The Sonics were happy to see that Ronald Murray could still drop 20
points in game -- albeit in the defenseless NBA Rookie Challenge. It
appears that the team is now serious about making a move using
Murray as the bait. With Ray Allen the permanent fixture at the two
and Antonio Daniels and Luke Ridnour the future at the point --
Murray is expendable and he's got a ton of trade value. The same
holds true for Yugoslavian Vladimir Radmanovic, who never has
appeared to play up to his potential in Seattle. The team already
tried to package the two, along with one of their struggling centers
and the expiring contract of Brent Barry to Atlanta.

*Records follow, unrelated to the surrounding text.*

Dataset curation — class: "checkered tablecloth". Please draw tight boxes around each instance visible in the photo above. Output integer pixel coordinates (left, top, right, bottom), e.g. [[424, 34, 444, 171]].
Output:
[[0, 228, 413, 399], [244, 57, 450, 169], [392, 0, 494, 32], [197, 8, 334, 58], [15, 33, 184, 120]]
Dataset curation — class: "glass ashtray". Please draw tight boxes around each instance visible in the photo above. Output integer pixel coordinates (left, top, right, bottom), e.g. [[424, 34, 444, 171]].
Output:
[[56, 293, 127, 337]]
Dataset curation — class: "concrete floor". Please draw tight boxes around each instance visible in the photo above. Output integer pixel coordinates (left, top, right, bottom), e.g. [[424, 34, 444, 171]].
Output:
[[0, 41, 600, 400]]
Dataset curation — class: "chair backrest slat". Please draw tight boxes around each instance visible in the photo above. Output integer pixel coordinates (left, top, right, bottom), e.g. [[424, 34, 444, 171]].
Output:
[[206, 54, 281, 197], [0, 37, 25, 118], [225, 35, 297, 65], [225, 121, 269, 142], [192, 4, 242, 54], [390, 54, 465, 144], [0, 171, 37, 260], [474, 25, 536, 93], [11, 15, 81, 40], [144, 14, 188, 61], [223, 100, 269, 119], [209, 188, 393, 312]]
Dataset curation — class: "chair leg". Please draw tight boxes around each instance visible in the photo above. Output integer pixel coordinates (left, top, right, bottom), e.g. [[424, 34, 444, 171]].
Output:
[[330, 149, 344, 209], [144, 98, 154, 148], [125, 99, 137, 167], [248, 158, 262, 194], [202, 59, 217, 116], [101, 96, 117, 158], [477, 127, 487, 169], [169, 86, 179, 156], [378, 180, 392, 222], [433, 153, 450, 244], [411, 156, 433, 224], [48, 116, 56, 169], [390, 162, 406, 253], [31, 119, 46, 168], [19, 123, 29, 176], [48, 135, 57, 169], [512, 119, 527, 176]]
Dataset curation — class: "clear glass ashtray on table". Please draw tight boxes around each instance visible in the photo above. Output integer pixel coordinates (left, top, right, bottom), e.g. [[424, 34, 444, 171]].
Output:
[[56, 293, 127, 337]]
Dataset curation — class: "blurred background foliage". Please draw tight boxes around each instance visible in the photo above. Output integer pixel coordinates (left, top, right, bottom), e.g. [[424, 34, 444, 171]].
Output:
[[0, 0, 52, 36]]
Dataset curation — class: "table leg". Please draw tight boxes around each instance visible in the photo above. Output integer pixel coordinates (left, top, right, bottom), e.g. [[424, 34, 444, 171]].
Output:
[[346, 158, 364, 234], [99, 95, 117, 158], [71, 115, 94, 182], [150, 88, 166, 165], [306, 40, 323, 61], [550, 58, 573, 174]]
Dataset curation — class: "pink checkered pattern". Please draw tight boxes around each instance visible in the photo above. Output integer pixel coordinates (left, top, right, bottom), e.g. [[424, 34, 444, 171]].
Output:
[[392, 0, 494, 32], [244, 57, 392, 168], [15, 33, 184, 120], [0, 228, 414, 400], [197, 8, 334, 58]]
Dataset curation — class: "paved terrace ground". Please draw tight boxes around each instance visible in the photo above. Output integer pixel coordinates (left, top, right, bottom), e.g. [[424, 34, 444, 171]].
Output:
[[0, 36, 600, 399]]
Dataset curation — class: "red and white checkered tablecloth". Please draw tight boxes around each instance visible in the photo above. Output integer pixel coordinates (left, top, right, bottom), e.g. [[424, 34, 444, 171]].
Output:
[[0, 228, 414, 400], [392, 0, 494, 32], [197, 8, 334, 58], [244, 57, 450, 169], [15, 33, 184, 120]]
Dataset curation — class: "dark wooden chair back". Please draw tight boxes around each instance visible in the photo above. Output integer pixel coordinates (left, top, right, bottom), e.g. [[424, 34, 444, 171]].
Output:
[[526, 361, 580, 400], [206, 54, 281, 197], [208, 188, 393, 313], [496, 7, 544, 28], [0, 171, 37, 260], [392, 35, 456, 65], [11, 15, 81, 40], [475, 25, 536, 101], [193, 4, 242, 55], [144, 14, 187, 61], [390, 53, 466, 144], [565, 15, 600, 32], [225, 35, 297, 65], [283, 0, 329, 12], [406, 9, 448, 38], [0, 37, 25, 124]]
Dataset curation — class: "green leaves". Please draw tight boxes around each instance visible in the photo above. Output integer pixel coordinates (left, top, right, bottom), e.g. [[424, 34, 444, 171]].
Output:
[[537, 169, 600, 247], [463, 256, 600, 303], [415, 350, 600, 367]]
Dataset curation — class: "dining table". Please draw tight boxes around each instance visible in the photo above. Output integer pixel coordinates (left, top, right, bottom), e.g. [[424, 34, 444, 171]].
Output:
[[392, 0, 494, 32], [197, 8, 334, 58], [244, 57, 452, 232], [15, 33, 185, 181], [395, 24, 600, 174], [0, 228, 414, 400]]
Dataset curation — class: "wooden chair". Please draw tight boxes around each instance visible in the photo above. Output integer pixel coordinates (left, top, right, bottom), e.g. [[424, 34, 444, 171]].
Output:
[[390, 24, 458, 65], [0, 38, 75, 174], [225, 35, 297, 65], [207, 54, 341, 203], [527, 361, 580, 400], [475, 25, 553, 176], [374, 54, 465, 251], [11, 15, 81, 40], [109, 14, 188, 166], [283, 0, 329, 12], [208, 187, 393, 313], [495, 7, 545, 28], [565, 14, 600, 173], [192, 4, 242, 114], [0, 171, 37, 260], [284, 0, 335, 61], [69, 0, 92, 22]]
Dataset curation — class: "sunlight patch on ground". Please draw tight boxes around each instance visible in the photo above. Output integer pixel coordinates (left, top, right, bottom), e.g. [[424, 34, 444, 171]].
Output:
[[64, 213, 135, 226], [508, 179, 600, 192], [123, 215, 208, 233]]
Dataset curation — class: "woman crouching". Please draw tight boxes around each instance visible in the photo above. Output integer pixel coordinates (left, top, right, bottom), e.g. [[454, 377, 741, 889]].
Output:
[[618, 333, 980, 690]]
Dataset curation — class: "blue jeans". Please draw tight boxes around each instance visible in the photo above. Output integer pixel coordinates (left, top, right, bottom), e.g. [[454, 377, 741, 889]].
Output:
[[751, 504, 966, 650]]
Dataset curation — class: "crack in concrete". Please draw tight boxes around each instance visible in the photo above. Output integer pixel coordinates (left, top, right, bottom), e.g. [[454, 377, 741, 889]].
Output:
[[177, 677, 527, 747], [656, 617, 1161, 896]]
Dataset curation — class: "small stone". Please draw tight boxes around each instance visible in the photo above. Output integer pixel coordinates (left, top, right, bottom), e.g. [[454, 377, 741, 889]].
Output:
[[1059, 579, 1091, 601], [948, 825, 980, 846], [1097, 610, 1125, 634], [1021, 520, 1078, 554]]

The Hawks decided to make a deal with the Blazers instead. That may
be a mistake in the long run if the Hawks can't turn their $20
million in cap room into a real free agent. The Sonics obviously
want a big in return. Is anyone else willing to play let's make a
deal? The Mavs would do something in a heartbeat, but the Sonics are
reluctant to take back either Antoine Walker or Antawn Jamison --
both of whom (especially Walker) were being shopped hard by the Mavs
over the weekend.

There's so much talk about an Aaron McKie-for-Jerome Williams swap,
and it looks like it's bound to happen. Williams' critical comments
toward his teammates, even though justified, probably sealed the
deal in Chicago. Not sure how it helps either team in the long run,
but the truth is that both sides are looking for anything to shake
things up.

There was also a little draft buzz in the air here in L.A. when
18-year-old Latvian 7-footer Andris Biedrins showed up at the
All-Star Game with his family and NBA agent Bill Duffy. Biedrins,
who many scouts compare to a taller version of Andrei Kirilenko, is
the subject of an intense recruiting war among several of the top
international agents. Many scouts believe he's a lock for the top 10
if he enters the draft this year. Biedrins got the royal treatment,
including tickets for his entire family and a pass to the NBPA party
featuring Snoop Dog on Saturday.

Insider ran into Biedrins at the party and then into his family at
the game Sunday night. All of them looked completely overwhelmed by
the intensity of All-Star Weekend. The word from the family is that
Biedrins wants to be in this year's draft, though his mother told me
she's concerned he's a little too young to "live this life."